During that entire two hours, it was as if I was someone else, somewhere else.  My sense of reality was suspended.  I don't know how to describe it.  I just did not feel as though I was in reality.  And then, I remembered Psalm 91: "He will cover you with His feathers; and under His wings you will find refuge."  As I recalled this verse, I realized that my head was still under the covers. I was finding refuge in the storm.  

Suddenly, I heard a voice say: "Sing to me."  

I was startled from my stupor, wondering if I heard what I heard. Then, I heard it again, 

"Sing to me."

Ordinarily, I would have probably rolled my eyes and laughed it off, but I was so despondent that I didn't think twice.  I started singing.  First, I tried to muddle my way through "10,000 Reasons" and switched to "Blessed Be the Name of the Lord." 

As I was singing, she came in the door, startled by the wreck she encountered by the window.  

She immediately started talking. . .Nothing happened.  We just talked.  I told him that I was saving myself for marriage.  Nothing happened.  

What do you do?  Do you believe?  She has lied so much in the past.  What does it matter, if she is telling the truth or not?  There is absolutely nothing I can do about it.

I waved her off. My nerves were shot.  Still are.  I have been through so much, unfairly so. Just when I think I can't take it anymore, or I mistakenly think the worst of it has passed, there is a new challenge to push me to the brink all over again.

Worst of all, there is no one you can talk to about this stuff.  You have to just suck it up and suck it in deep. Although this is my story and my journey, I also share it with someone.  I can't share my part of the story without exposing someone else's part. And so, here I sit, stuffing, hiding, pushing through.  

The average observer sees nothing different. I tell myself to smile when I encounter someone.  I always know when I have been frowning for extended periods of time because the pressure of the tightening of the muscles as they lift the corners of my mouth will surprise. It's an unexpected sensation.  I laugh heartily on cue, when expected.  I ask the right questions. I get everything done in the time and quality expected.

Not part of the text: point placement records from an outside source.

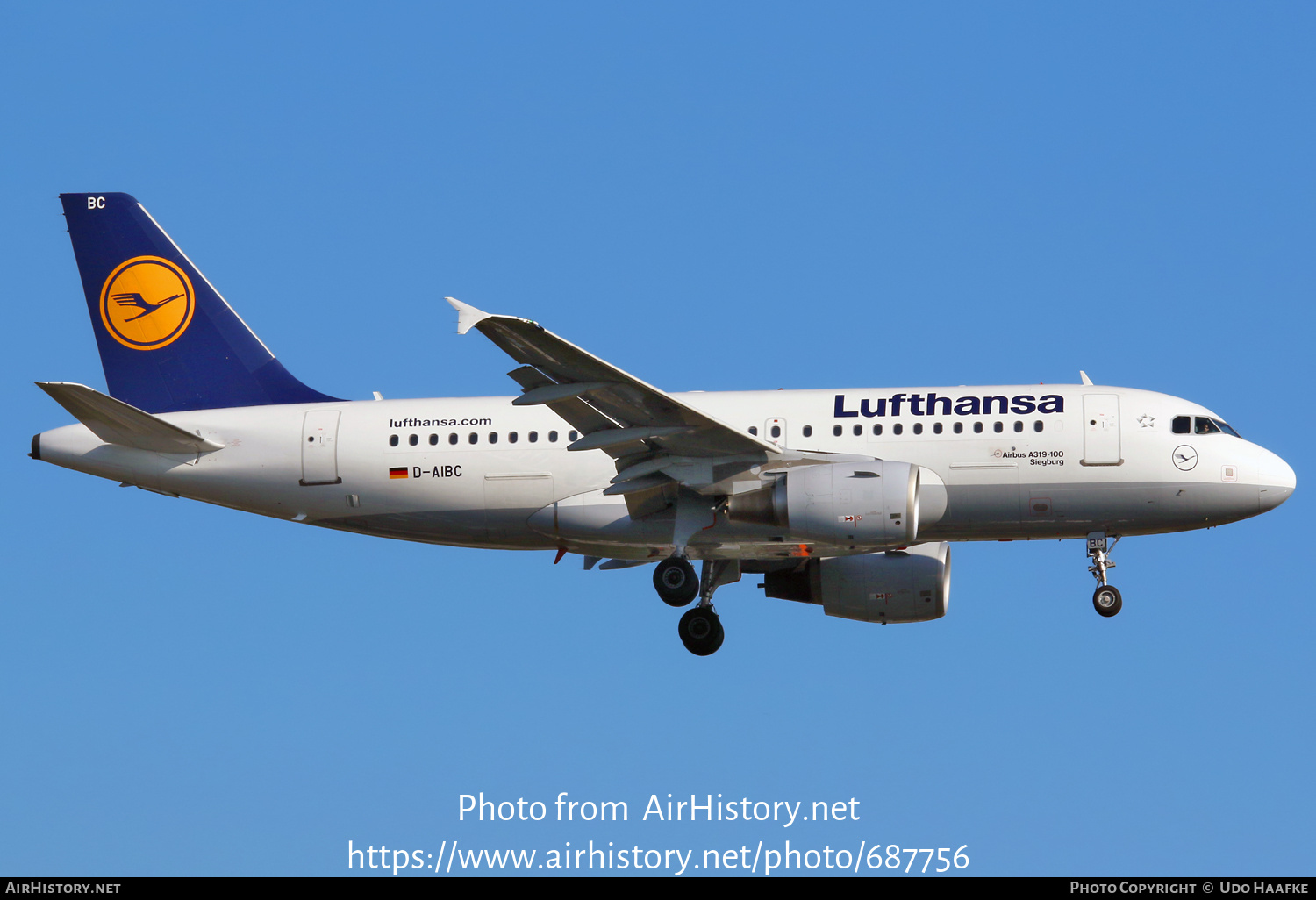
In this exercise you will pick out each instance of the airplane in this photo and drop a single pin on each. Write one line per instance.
(847, 499)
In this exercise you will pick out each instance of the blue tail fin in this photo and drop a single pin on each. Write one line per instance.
(168, 339)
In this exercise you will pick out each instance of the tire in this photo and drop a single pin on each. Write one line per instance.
(1107, 602)
(676, 582)
(702, 631)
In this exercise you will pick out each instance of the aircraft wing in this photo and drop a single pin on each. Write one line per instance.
(612, 410)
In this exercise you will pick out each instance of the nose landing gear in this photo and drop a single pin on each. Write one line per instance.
(1105, 599)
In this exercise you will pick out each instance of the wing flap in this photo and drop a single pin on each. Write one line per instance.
(603, 397)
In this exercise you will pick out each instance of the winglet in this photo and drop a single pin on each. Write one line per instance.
(468, 315)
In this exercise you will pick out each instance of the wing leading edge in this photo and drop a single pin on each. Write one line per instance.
(615, 411)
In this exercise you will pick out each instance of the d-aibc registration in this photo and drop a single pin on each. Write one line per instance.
(847, 499)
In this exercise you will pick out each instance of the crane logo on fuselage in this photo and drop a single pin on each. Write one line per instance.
(147, 303)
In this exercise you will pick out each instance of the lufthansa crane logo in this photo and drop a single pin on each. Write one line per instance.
(1184, 458)
(147, 303)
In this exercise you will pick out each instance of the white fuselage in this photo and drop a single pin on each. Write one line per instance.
(1102, 458)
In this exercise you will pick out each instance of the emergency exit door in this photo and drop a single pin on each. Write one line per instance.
(320, 449)
(1102, 429)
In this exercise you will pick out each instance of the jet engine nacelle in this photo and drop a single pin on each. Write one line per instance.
(897, 586)
(870, 504)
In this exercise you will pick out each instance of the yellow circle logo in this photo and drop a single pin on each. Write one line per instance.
(147, 303)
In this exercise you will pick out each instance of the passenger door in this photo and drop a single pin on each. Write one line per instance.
(1102, 429)
(320, 447)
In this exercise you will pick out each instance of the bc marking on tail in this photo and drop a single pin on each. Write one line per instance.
(168, 339)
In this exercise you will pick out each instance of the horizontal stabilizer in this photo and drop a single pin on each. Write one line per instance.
(550, 392)
(115, 421)
(636, 484)
(615, 436)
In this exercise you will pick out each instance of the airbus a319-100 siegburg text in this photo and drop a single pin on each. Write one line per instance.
(847, 499)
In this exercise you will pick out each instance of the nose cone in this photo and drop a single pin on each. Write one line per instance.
(1277, 481)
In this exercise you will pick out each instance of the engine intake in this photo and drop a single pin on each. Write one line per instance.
(858, 504)
(897, 586)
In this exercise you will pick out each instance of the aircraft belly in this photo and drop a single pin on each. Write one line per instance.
(463, 528)
(978, 512)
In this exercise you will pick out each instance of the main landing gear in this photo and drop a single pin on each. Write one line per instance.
(1105, 599)
(700, 629)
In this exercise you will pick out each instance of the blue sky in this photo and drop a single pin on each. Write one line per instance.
(712, 197)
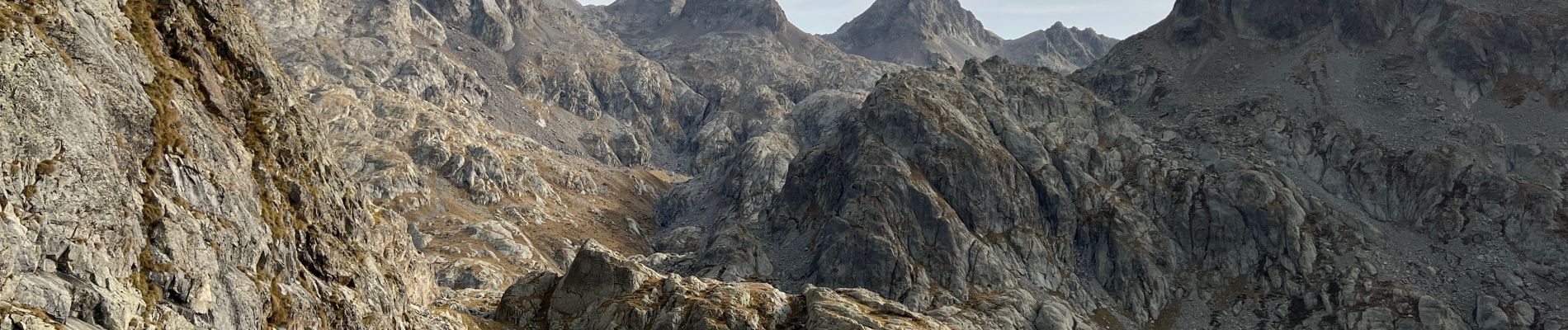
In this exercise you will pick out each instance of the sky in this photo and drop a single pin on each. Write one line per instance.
(1007, 17)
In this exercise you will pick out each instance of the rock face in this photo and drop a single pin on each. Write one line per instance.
(602, 290)
(1059, 47)
(942, 33)
(486, 165)
(1423, 120)
(918, 33)
(165, 174)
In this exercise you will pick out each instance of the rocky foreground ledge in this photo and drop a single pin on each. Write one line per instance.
(604, 290)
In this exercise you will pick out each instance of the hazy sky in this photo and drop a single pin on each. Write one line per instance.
(1007, 17)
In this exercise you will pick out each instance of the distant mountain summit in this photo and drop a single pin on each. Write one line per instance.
(944, 33)
(1060, 49)
(918, 33)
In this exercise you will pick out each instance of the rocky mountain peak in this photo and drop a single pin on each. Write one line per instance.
(698, 16)
(918, 33)
(1059, 47)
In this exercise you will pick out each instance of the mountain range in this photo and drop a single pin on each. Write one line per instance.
(707, 165)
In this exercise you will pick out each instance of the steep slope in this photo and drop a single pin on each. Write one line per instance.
(772, 88)
(1010, 197)
(1432, 120)
(918, 33)
(505, 132)
(163, 174)
(604, 290)
(1059, 47)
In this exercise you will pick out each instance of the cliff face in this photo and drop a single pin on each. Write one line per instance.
(163, 172)
(1423, 120)
(918, 33)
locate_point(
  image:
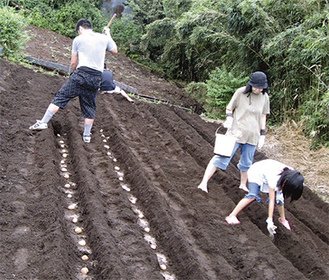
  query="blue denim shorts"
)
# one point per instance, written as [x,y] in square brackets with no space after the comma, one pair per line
[247,153]
[254,191]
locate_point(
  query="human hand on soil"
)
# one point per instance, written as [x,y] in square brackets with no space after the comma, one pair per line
[228,122]
[203,187]
[270,226]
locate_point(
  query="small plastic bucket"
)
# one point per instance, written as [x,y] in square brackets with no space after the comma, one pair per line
[224,145]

I am the same person s/he encounters on a daily basis, only a little quieter than I used to be.  

That's because I have lost my voice.  I used to be so vocal about everything, so confident in who I was, as if I thought I was a wise, enlightening person - the one with the answers and logic.  Parenting, teaching, faith. . .you name it, and I felt as though I had it all figured out. Now I know the truth. 

Actually, I haven't lost my voice; I have just  put it away.  I have encased it in stone, because it's not worth hearing.  I prefer to hide in plain sight.

So why am I writing this then?  For two reasons.  First, I need to get rid of this poison inside me.  If I don't release it, it just destroys me.  This is how I process - I get it all out and somehow, I find a direction - a new place to go.  Second, I want it to be crystal clear that I cannot and am not doing this on my own.  Without God, there is no way I could take another step or make it another day.  

So where do we go from here?  I don't know.  I just know that I have to stay close to the Shepherd.  That's the only way I am going to make it through this valley called life.  I envision myself hanging on to His belt, my eyes trained on the details of that belt.  When I look to the right or to the left, or when I let go of the belt, I immediately find myself alone, wandering, and crying in the dark.  Following His lead and sticking close to His side are the only options at this point.